Mesmo as instituições de referência, a produção de IFA não é totalmente inserida. Tome-se por exemplo o Instituto Butantan, instituição de referência no desenvolvimento de imunizantes e importante fornecedor do Programa Nacional de Imunizações (PNI). Em toda a produção, de janeiro a agosto deste ano, foram por volta de 191 milhões de doses para sete tipos de vacina – nem uma aplicação sequer foi produzida com o IFA nacional. Já na Fiocruz, igualmente importante ao PNI, o cenário é um pouco diferente: cinco tipos de vacina que têm produção de matéria-prima no Brasil. Outras três são importadas.

Jornada até aqui

Nem sempre, porém, foi assim. Nos anos 1980, estima a Abiquifi, o Brasil chegou a produzir 50% do IFA dos fármacos que eram consumidos no Brasil. O cenário começou a ganhar outros contornos em meados de 1990, com a queda de proteções tarifárias à importação de produtos. De acordo com a professora do Instituto de Economia Universidade Federal do Rio de Janeiro (UFRJ), Julia Paranhos, a indústria farmacêutica e farmoquímica – a responsável pela matéria-prima dos medicmentos – foi duramente atingida justamente por essa mudança.

– Houve naquela época a entrada de fornecedores chineses e indianos com preços muito baixos. Isso gerou uma concorrência forte, sem qualquer política que desse apoio à indústria nacional. No momento dessa abertura, tínhamos a produção local sendo formada e várias transnacionais no Brasil.

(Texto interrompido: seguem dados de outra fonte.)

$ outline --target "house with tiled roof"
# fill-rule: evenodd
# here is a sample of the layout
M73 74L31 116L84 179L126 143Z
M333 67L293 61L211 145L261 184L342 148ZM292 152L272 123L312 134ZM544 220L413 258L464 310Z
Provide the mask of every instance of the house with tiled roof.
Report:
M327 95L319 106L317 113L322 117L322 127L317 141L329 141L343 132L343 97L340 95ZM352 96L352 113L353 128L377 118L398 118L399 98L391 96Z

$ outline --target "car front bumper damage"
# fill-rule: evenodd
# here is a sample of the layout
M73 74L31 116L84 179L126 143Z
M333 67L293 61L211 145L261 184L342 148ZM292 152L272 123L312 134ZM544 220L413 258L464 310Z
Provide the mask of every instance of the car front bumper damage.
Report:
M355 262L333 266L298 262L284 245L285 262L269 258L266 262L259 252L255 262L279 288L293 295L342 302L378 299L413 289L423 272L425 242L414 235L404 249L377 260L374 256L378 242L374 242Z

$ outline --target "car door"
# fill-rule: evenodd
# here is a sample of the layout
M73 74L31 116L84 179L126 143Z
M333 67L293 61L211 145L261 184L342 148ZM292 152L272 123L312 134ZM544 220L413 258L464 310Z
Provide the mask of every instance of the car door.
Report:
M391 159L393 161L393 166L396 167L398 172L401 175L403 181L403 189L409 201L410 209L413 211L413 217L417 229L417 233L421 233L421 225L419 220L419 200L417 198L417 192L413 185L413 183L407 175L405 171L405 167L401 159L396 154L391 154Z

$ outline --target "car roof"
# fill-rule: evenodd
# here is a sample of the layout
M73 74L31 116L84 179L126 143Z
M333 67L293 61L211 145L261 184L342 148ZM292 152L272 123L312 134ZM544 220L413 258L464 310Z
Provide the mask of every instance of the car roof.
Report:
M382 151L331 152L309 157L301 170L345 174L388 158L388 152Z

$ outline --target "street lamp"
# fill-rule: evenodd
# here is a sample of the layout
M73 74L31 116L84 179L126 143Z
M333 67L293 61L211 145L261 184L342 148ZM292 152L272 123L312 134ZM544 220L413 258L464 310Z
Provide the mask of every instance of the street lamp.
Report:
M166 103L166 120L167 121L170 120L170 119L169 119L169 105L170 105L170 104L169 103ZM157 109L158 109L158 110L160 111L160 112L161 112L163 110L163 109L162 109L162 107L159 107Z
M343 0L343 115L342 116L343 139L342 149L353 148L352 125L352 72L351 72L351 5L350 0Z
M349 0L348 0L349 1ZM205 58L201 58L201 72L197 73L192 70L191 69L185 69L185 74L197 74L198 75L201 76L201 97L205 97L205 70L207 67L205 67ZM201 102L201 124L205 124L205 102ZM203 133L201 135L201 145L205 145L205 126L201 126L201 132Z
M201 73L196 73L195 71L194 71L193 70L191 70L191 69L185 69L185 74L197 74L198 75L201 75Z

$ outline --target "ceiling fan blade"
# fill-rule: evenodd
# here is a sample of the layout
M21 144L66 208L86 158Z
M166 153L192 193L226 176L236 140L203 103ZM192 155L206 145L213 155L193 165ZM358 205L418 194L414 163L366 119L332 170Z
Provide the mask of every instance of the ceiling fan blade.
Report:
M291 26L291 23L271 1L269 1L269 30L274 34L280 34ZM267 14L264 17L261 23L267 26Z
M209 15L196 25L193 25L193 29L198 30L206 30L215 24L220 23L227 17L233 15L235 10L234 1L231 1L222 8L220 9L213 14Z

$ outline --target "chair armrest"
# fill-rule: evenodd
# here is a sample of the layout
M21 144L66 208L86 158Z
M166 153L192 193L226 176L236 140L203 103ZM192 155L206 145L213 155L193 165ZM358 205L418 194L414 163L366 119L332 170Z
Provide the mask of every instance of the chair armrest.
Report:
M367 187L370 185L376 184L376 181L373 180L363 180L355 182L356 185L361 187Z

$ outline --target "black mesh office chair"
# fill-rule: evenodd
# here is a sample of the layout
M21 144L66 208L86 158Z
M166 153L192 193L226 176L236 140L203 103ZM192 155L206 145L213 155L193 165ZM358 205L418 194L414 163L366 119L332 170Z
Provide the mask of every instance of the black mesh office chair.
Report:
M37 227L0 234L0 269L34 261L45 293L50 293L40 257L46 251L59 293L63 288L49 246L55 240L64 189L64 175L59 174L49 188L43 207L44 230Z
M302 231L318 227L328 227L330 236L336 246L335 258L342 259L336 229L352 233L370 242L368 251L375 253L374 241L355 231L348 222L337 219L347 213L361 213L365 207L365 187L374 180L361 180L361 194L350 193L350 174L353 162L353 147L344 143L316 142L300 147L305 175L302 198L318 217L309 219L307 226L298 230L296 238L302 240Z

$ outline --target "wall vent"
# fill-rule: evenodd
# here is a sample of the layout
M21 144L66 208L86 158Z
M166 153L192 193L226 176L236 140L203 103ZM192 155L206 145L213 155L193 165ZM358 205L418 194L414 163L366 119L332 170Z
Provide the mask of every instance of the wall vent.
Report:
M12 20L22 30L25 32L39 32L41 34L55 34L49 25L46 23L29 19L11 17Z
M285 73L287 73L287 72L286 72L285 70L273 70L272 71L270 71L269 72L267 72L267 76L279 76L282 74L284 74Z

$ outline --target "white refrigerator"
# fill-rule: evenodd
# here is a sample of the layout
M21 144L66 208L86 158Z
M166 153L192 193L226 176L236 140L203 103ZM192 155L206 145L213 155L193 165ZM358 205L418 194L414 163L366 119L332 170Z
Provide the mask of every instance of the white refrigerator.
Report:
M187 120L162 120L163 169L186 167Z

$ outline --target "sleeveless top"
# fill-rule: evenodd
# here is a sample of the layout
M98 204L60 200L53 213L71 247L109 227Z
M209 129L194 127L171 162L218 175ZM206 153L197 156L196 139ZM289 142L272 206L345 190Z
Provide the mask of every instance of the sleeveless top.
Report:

Existia um plano de desenvolvimento da indústria farmoquímica nacional- explica.

Representantes do setor apontam que para reverter esse cenário é preciso investir, desde já, em novas fábricas que tenham a expertise de produzir IFA em território brasileiro. O presidente-executivo do Sindicato da Indústria de Produtos Farmacêuticos (Sindusfarma), Nelson Mussolini, por exemplo, defende que o aumento deve ser uma política de estado, mesmo que tenha um início lento, para pequenos grupos de medicamentos.

Cabe, portanto, como exceção a operação do laboratório Cristália, localizado em Itapira, a 164 quilômetros da capital paulista. Por lá, 60% da fabricação de IFA dos cerca de 350 medicamentos disponíveis são de produção própria. O que permite, por exemplo, firmar parceria com centros de estudo nacionais para o desenvolvimento de novos fármacos.

– Não produzir o IFA coloca o país em certa posição de fragilidade. Deveríamos produzir ao menos fármacos básicos. É uma questão de segurança nacional, basta observar o que aconteceu no país ao longo da pandemia – diz o professor Spartaco Astolfi Filho, membro do comitê de inovação da Cristália.